Algorithms and surprises

The other day, there was a question on StackOverflow that basically boiled down to, "Why is my O(n*n) algorithm running so slow?" What the individual was trying to do was find all of the elements in one array that exist in another array. It didn't take long for someone to post that the person should sort the lists and iterate over them once, but that got me thinking. Would it be faster to do a linear traversal, or would doing a binary search back and forth between the two lists be faster? It seems like it should be, since it's O(log(n)) to find the next term, instead of a potential O(n), but I wanted to make sure. The answer was surprising, to say the least. The O(n*n) algorithm was by far the slowest, but the fastest turned out to be the linear traversal.

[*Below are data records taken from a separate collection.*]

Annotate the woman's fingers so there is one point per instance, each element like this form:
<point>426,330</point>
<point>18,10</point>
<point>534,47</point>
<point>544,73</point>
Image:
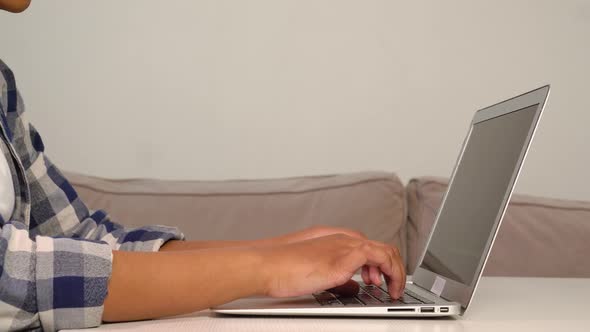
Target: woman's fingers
<point>375,275</point>
<point>385,259</point>
<point>365,275</point>
<point>349,288</point>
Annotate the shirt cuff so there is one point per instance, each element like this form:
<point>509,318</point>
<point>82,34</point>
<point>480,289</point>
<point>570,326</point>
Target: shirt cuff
<point>72,278</point>
<point>149,238</point>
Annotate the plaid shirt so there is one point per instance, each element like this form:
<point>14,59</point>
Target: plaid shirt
<point>55,253</point>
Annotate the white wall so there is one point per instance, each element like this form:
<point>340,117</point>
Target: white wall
<point>248,89</point>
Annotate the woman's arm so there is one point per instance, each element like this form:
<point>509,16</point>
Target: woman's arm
<point>306,234</point>
<point>152,285</point>
<point>147,285</point>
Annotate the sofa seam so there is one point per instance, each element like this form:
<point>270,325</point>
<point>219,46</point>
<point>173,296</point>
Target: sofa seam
<point>130,193</point>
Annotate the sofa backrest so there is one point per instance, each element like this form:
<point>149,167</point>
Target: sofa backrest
<point>371,202</point>
<point>539,236</point>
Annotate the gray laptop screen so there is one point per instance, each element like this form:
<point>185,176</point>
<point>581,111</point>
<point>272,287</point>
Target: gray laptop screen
<point>481,181</point>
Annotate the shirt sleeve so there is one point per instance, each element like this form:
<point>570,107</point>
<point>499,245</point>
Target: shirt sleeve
<point>56,253</point>
<point>51,283</point>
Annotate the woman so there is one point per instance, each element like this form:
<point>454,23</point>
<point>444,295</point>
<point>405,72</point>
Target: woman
<point>64,266</point>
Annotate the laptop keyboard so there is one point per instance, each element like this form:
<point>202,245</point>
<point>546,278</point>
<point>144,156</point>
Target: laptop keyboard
<point>369,295</point>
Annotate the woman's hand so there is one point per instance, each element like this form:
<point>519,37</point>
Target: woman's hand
<point>326,262</point>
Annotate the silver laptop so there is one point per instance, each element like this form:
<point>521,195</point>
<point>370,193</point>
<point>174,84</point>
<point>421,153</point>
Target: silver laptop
<point>464,230</point>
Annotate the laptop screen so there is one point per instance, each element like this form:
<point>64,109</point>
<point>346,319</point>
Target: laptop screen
<point>481,181</point>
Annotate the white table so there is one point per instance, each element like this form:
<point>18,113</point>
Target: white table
<point>500,304</point>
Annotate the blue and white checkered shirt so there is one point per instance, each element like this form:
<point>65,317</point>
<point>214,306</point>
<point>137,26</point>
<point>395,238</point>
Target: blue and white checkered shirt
<point>55,253</point>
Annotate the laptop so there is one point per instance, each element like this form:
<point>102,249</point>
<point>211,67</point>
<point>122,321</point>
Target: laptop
<point>465,227</point>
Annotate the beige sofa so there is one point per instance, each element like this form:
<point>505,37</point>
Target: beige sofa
<point>539,236</point>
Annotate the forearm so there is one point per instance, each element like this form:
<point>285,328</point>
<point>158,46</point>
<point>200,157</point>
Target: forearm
<point>197,245</point>
<point>151,285</point>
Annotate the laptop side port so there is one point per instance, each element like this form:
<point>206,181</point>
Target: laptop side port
<point>400,310</point>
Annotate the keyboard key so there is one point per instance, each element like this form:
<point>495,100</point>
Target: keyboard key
<point>368,299</point>
<point>349,300</point>
<point>409,300</point>
<point>418,297</point>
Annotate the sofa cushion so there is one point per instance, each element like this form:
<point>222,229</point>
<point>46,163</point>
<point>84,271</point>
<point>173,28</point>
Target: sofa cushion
<point>371,202</point>
<point>538,237</point>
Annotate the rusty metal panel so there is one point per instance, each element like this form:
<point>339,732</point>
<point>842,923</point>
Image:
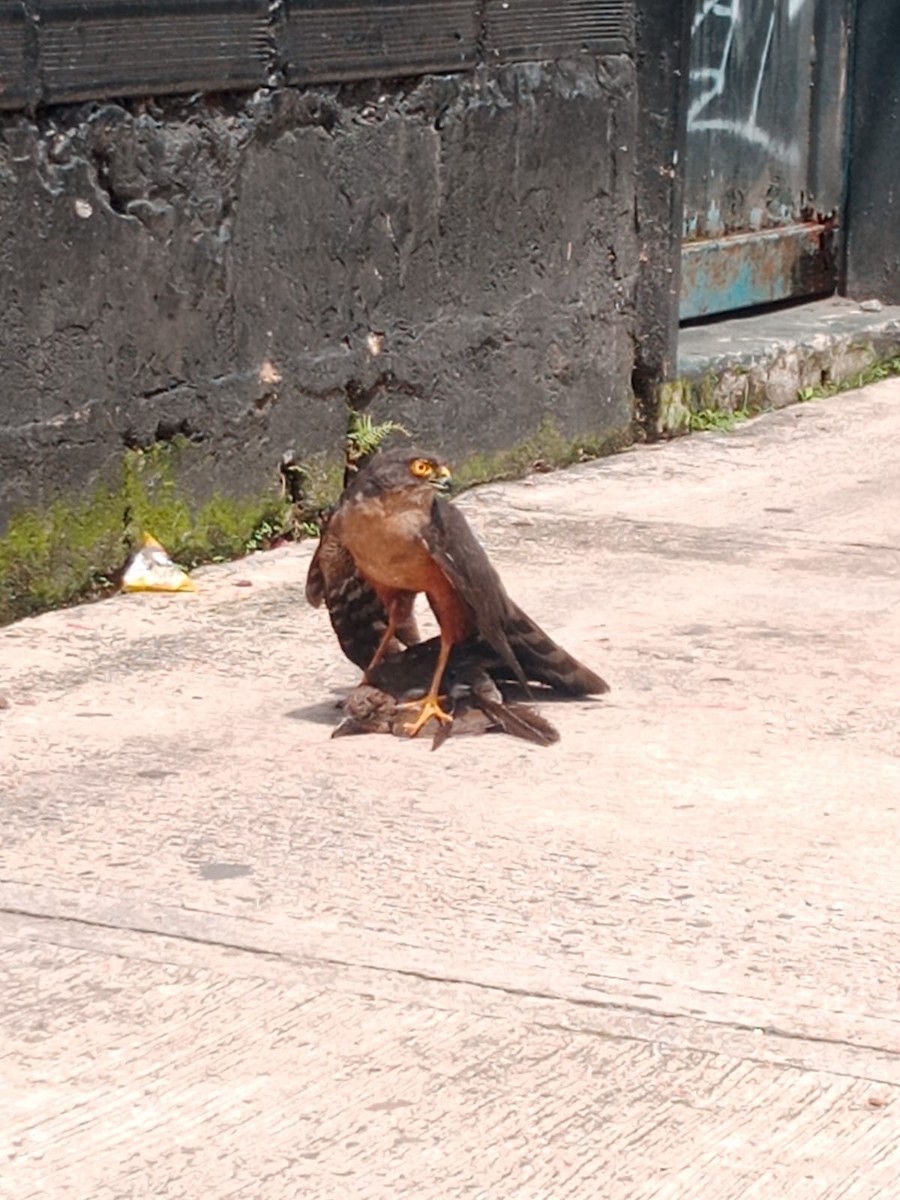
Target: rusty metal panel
<point>328,40</point>
<point>522,30</point>
<point>744,270</point>
<point>763,151</point>
<point>16,34</point>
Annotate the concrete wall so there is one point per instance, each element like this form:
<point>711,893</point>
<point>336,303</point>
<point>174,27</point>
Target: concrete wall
<point>457,251</point>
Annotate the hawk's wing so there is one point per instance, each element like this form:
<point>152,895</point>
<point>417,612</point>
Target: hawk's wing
<point>519,641</point>
<point>463,559</point>
<point>354,607</point>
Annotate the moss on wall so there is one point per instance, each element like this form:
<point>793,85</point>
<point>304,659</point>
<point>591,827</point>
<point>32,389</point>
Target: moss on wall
<point>75,549</point>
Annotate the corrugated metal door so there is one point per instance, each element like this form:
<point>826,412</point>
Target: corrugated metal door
<point>763,171</point>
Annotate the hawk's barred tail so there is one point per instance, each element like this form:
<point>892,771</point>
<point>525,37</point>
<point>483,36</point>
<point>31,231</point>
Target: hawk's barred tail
<point>547,663</point>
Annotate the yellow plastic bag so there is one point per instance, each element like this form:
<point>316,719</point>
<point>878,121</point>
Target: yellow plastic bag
<point>151,570</point>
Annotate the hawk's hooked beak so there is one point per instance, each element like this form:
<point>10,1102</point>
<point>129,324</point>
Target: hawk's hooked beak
<point>443,480</point>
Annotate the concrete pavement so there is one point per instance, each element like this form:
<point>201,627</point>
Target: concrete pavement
<point>658,960</point>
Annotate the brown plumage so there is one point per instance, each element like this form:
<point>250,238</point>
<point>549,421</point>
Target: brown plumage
<point>474,700</point>
<point>393,537</point>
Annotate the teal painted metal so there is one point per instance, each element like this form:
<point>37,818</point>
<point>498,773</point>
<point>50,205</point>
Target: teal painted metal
<point>763,172</point>
<point>749,269</point>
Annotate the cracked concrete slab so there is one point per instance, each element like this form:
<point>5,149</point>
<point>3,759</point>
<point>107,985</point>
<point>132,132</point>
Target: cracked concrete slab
<point>657,960</point>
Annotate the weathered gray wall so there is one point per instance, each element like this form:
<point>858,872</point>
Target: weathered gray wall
<point>227,269</point>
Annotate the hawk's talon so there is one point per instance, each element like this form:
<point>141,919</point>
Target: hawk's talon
<point>427,708</point>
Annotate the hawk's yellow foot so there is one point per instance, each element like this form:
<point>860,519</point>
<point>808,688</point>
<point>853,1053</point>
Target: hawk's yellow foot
<point>429,707</point>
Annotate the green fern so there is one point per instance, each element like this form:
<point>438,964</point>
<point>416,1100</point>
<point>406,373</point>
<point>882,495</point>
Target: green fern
<point>364,436</point>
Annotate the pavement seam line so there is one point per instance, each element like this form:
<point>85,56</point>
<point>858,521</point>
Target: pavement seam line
<point>455,981</point>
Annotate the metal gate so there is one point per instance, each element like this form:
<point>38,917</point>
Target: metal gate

Cumulative times (in ms) for 100 iterations of each of the approaches were (for input arrays of size 1,000, 2,000, 4,000, 8,000, 16,000, 32,000 & 64,000 elements respectively):

O(n*n): [52, 174, 727, 2698, 10648, 42516, 171441]

Linear: [43, 36, 74, 161, 332, 718, 1484]

Binary Search: [28, 41, 87, 182, 385, 825, 1727]

Actually looking at the data (all arrays populated by a call to Random.nextInt) revealed the answer. None of the binary searches were allowing the index for either array to jump by more than 2 or 3 entries at a time, meanwhile the linear approach wasn't examining more than 2 or 3 entries before finding the value (or a higher value to force a switch to the other list). The element being sought being so near the lower-end of the array made the binary search evaluate many more elements than the linear search.

The take-home from this test is that it's important to test your assumptions when it comes to performance. Intuitively, an algorithm with an expected runtime log(n)*log(n) should be much faster than one with an expected runtime of 2n, but actual data distribution may make it not so.